Auf dem Server bringt Ubuntu 12.10 die jüngste Release des Cloud-Computing-Frameworks Open Stack mit dem Codenamen Folsom. Daneben lassen sich Open-Stack-Komponenten mit den Charms des Administrationstools Juju deployen. Das funktioniert jetzt auch auf der ARM-Plattform.

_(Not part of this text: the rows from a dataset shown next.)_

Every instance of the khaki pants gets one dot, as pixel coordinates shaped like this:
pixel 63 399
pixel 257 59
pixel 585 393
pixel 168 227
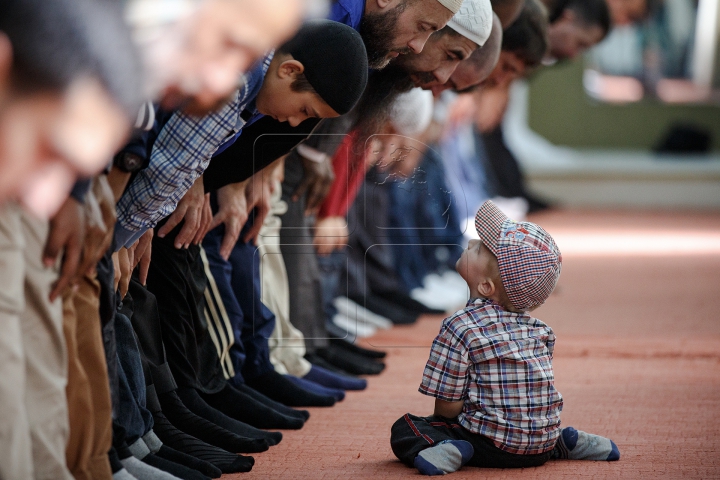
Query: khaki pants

Der Servlet-Container Apache Tomcat ist in Version 7 an Bord, Open JDK 7 ist die standardmäßige Java-Umgebung. Die Kernel Virtual Machine (KVM) trägt die Versionsummer 1.2.0, die Linux Containers (LXC) die Nummer 0.8.0. Die Migration von Containern von Open VZ zu LXC sollen einige Hooks erleichtern. Das verteilte Speichersystem Ceph ist in Version 0.48.2 in Ubuntu Server enthalten, zusammen mit Paketen für das Ceph Rados Gateway zur Anbindung an Speicherdienste wie S3 und Swift. Libvirt 0.9.13 ermöglicht Ceph-RBD-Volume-Snapshots.

Weitere Informationen gibt es in den Release Notes. Für Ubuntu Server 12.10 stehen Installations- und Netboot-Images zum Download bereit, für i386, amd64 sowie ausgewählte ARM-Systeme.